Skuteczny lek przeciwko SARS to kwestia miesięcy – uważa Andrzej Kotłowski z Instytutu Medycyny Morskiej i Tropikalnej w Gdyni. Wczoraj świat obiegła wiadomość, że naukowcom z Hongkongu udało się zidentyfikować wirusa, który powoduje nietypowe zapalenie płuc. SARS zabił 54 osoby, ponad 1000 jest chorych.

Odkrycie naukowców z Hongkongu zostało potwierdzone przez amerykańskie centrum kontroli chorób i prewencji. Naukowcy podkreślają, że pozwoli im to na szybsze diagnozowanie pacjentów, a tym samym zmniejszenie ryzyka śmierci. Naukowcy opracowali też specjalny test, dzięki któremu w ciągu zaledwie 8 godzin będzie można stwierdzić, czy ktoś cierpi na SARS.

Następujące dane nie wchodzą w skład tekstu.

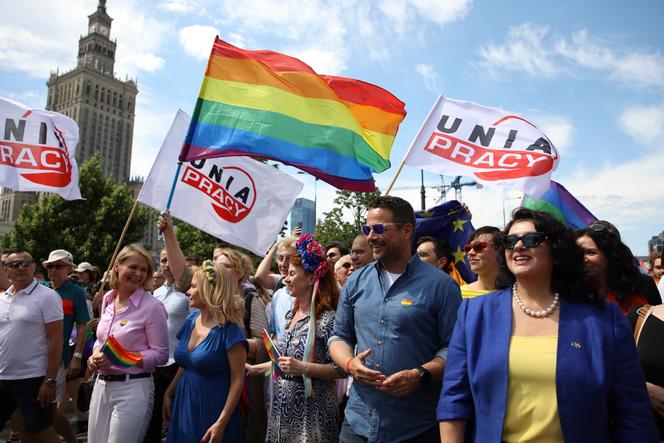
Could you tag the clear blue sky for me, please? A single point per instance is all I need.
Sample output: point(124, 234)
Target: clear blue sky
point(590, 74)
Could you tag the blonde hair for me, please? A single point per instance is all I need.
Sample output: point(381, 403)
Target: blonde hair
point(127, 252)
point(220, 297)
point(241, 261)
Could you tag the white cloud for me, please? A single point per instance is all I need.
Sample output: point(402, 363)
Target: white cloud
point(181, 6)
point(197, 40)
point(321, 60)
point(330, 32)
point(38, 37)
point(537, 52)
point(558, 129)
point(431, 78)
point(523, 51)
point(645, 124)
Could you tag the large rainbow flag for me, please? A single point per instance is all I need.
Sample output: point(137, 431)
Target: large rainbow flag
point(266, 104)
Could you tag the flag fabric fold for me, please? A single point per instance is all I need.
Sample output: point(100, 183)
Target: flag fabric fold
point(560, 203)
point(38, 150)
point(115, 352)
point(448, 221)
point(236, 199)
point(266, 104)
point(490, 145)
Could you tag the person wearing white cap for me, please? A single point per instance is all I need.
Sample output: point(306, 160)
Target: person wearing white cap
point(59, 264)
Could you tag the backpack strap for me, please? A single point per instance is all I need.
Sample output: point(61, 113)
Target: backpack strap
point(642, 314)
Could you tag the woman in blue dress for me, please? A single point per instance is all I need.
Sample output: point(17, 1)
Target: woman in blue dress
point(296, 417)
point(201, 404)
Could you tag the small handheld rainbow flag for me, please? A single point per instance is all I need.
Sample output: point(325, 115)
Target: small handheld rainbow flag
point(118, 354)
point(273, 352)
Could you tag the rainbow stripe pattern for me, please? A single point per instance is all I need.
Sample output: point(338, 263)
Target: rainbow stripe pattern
point(272, 351)
point(266, 104)
point(118, 354)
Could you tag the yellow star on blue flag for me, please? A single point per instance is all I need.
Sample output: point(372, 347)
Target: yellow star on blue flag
point(458, 224)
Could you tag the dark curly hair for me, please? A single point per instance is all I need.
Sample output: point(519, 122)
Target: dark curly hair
point(568, 277)
point(328, 290)
point(622, 276)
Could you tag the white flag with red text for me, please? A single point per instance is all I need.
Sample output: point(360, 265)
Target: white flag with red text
point(236, 199)
point(490, 145)
point(38, 150)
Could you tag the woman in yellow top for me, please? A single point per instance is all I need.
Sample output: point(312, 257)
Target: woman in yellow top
point(482, 252)
point(545, 359)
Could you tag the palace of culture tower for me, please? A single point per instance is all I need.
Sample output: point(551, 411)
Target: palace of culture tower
point(101, 104)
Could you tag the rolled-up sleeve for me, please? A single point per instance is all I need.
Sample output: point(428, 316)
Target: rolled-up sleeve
point(156, 331)
point(344, 323)
point(456, 400)
point(446, 318)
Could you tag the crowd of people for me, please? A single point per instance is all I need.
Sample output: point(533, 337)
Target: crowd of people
point(378, 341)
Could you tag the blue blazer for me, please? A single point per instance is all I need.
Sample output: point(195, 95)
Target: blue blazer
point(599, 384)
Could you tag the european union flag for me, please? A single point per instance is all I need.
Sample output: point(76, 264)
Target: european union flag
point(448, 222)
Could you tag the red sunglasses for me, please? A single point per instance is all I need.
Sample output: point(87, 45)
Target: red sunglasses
point(477, 246)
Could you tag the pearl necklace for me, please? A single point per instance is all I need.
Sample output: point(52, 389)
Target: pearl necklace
point(538, 314)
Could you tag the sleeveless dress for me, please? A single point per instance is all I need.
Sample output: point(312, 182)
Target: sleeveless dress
point(202, 390)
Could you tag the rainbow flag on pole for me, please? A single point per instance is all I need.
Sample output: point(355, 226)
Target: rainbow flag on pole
point(560, 203)
point(118, 354)
point(269, 105)
point(273, 352)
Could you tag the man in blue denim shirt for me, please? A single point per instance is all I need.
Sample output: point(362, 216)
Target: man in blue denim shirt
point(398, 312)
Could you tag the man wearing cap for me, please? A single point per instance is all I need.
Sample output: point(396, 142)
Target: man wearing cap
point(59, 264)
point(30, 348)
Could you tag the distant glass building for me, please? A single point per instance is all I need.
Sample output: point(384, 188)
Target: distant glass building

Wirus jest bardzo niebezpieczny. Jego pierwsze przypadki pojawiły się w Chinach, pod koniec ubiegłego roku. Chorobę zanotowano także w Ameryce Północnej, a także w Europie, w tym w sąsiadujących z Polską Niemczech.

Choroba może łatwo rozprzestrzeniać się wraz z pasażerami, którzy podróżują samolotami. Jej pierwsze symptomy bardzo przypominają grypę: to przede wszystkim wysoka gorączka, kaszel, ogólne osłabienie oraz trudności w oddychaniu.